People are retiring later for a lot of reasons, but a key one is economic. Employer health insurance benefits for retirees are eroding, spurring many employees to hold out until they qualify for Medicare at age 65. Changes to Social Security, such as the increase in the age at which people can receive full benefits from 65 to 67, also may be playing a role. And people are living longer, requiring additional savings to support those extra years.
Some 40 percent of older Americans delayed retirement in the years after the Great Recession, according to an analysis of data from ISR's Health and Retirement Study and its Cognitive Economics Study.
"The typical household lost about 5 percent of its total wealth between the summers of 2008 and 2009," said ISR economist Brooke Helppie McFall.
People don't intend to work long enough to recoup all the money they lost, but on average, those who postponed retirement expect to work about 1.6 years longer than planned, she said. And even as the economy has begun to turn around, many households still find themselves facing a more precarious future.
"While the stock market has recovered most of its pre-recession value, housing prices have not, and for most people their house is their biggest asset," Weir said.
Economics are just part of the reason why many Americans are working longer, he said. Many married men are likely to stay on the job longer now because their wives are working. Couples typically want to coordinate their retirements, and if a wife is working until age 62 or 65, that's an incentive for her often slightly older husband to keep working, too.
And some people aren't retiring for a simpler reason: they love their jobs. Not surprisingly, working beyond normal retirement age by choice is particularly common among the wealthier and more highly educated, those who are likely to have better health and jobs they can still do effectively at an advanced age, Weir said.
Overall, many more jobs than before rely on cognitive skills, rather than physical abilities, studies show, and the number of retirement-age employees who are physically able to do work into later years has increased, as well.
Although people are working longer, most still decide to retire at some point. But even that process has changed. According to an analysis of Health and Retirement Study participants born between 1942 and 1947, nearly two-thirds of those who retired from full-time work passed through some sort of bridge job—either part time or of short duration—before leaving the work force entirely.

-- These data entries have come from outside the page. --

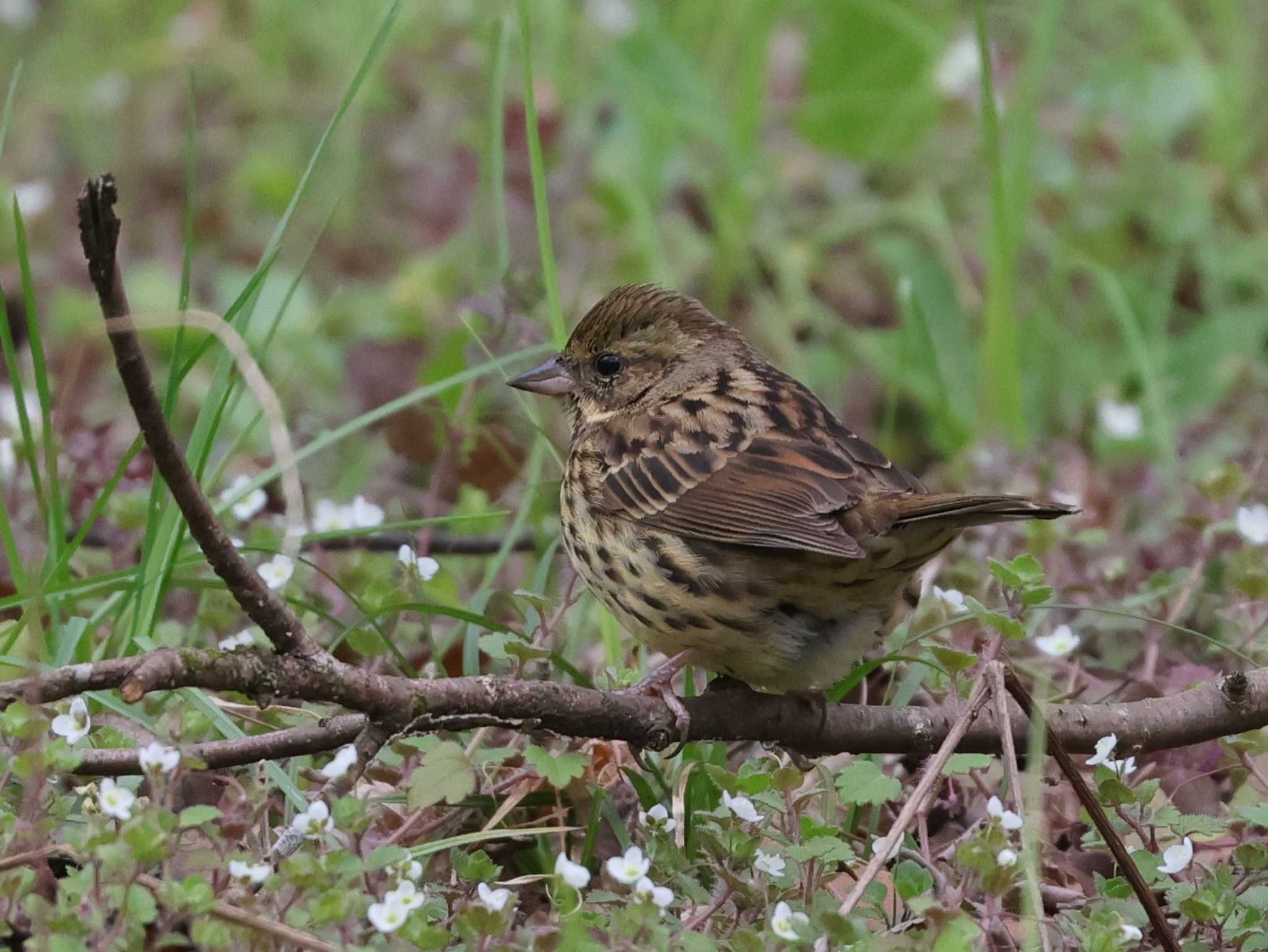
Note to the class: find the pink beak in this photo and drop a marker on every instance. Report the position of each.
(550, 379)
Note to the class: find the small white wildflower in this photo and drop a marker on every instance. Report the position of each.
(573, 874)
(33, 198)
(783, 922)
(248, 873)
(630, 867)
(958, 71)
(1253, 524)
(1178, 857)
(315, 822)
(117, 802)
(344, 758)
(364, 514)
(387, 917)
(952, 597)
(1058, 644)
(1124, 769)
(1007, 818)
(614, 17)
(742, 807)
(879, 841)
(492, 899)
(249, 505)
(278, 571)
(243, 639)
(74, 725)
(770, 863)
(329, 516)
(1105, 748)
(404, 870)
(405, 895)
(1123, 421)
(159, 757)
(657, 818)
(8, 461)
(659, 896)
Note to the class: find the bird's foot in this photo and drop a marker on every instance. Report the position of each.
(658, 683)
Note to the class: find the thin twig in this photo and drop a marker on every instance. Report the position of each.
(1162, 930)
(916, 802)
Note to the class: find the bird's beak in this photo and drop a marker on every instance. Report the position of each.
(550, 379)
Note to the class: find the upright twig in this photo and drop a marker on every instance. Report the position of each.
(1162, 930)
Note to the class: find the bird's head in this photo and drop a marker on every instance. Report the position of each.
(636, 349)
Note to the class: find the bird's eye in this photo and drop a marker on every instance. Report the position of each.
(609, 364)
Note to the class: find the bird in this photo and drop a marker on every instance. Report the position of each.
(723, 514)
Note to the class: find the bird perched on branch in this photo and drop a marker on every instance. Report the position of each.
(722, 513)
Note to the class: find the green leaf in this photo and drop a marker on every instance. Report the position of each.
(912, 880)
(557, 770)
(444, 774)
(828, 850)
(963, 763)
(862, 782)
(196, 815)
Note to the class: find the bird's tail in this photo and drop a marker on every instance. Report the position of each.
(963, 511)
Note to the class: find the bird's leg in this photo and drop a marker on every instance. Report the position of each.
(659, 683)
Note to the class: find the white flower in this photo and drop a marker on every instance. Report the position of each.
(9, 411)
(329, 516)
(742, 807)
(614, 17)
(243, 639)
(1124, 769)
(17, 14)
(783, 919)
(893, 851)
(344, 758)
(405, 895)
(74, 725)
(365, 515)
(1105, 747)
(492, 899)
(1253, 522)
(278, 571)
(249, 873)
(423, 566)
(33, 198)
(661, 896)
(1058, 644)
(117, 802)
(250, 504)
(573, 874)
(630, 867)
(315, 822)
(958, 71)
(1007, 818)
(159, 757)
(1178, 857)
(1123, 421)
(404, 870)
(770, 863)
(387, 917)
(952, 597)
(657, 818)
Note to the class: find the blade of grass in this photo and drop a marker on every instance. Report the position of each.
(549, 277)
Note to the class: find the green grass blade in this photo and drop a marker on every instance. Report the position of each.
(549, 275)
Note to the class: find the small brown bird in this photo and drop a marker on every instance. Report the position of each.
(722, 513)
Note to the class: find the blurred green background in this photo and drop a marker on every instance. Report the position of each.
(1083, 261)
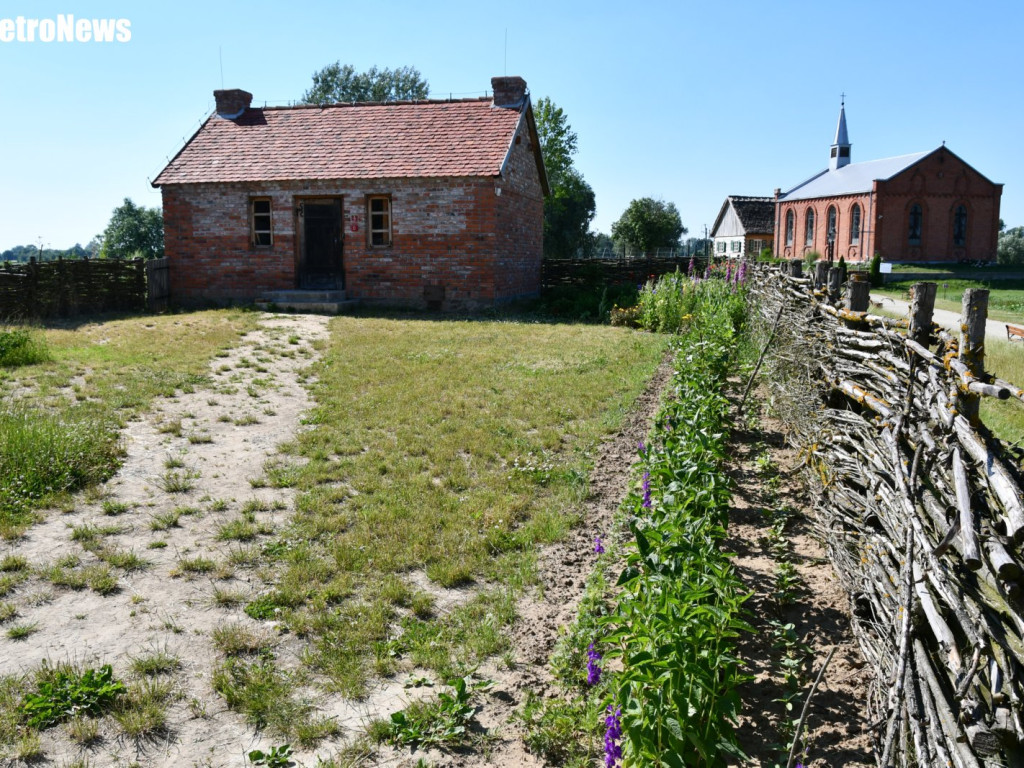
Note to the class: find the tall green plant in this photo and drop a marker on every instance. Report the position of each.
(680, 609)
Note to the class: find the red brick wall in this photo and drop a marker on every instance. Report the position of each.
(940, 182)
(453, 232)
(844, 219)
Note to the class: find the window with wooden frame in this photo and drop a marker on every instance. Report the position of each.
(379, 218)
(260, 222)
(914, 221)
(960, 225)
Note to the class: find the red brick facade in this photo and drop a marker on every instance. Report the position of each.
(940, 184)
(457, 242)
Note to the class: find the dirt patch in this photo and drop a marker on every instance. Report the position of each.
(836, 730)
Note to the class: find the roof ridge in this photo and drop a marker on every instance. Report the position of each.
(396, 102)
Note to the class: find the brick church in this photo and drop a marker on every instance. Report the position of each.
(926, 207)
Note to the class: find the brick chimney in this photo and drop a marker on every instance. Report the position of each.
(509, 91)
(231, 102)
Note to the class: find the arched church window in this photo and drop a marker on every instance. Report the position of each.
(960, 225)
(914, 224)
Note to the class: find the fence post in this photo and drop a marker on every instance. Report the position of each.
(859, 293)
(972, 345)
(835, 284)
(922, 307)
(820, 274)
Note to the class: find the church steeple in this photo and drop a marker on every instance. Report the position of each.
(841, 146)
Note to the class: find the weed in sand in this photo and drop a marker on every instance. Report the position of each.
(156, 663)
(165, 520)
(13, 563)
(116, 508)
(243, 530)
(237, 639)
(227, 598)
(142, 711)
(174, 462)
(192, 566)
(64, 690)
(22, 631)
(127, 561)
(175, 481)
(171, 427)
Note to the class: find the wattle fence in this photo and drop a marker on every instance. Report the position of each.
(68, 288)
(920, 506)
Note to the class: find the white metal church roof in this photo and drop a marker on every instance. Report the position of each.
(851, 179)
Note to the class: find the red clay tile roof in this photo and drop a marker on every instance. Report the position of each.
(345, 141)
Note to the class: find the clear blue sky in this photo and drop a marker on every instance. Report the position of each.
(687, 101)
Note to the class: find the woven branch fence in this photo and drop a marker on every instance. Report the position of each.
(66, 288)
(920, 508)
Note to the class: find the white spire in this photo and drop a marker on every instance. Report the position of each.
(840, 155)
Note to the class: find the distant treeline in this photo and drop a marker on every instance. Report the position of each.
(25, 253)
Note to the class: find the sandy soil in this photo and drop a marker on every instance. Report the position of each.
(227, 431)
(836, 731)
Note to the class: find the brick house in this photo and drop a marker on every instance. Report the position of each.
(926, 207)
(434, 203)
(743, 226)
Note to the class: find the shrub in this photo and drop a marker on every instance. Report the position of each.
(19, 347)
(62, 692)
(43, 453)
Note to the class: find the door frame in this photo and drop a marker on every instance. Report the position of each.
(300, 239)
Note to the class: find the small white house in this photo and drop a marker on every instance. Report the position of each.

Going part time may seem an obvious bridge step. More surprising is the move to different full-time work after retirement, according to Nicole Maestas, a RAND economist and researcher with ISR's Michigan Retirement Research Council.
She said the number of people who retire, take a break for a couple of years and then return to work has been increasing since the early 1990s. Some 40 percent of workers between the ages of 51 and 61 who stop work will return in some full-time capacity, according to her analysis of data from the Health and Retirement Study. Maestas coined the term "unretirement" for this phenomenon.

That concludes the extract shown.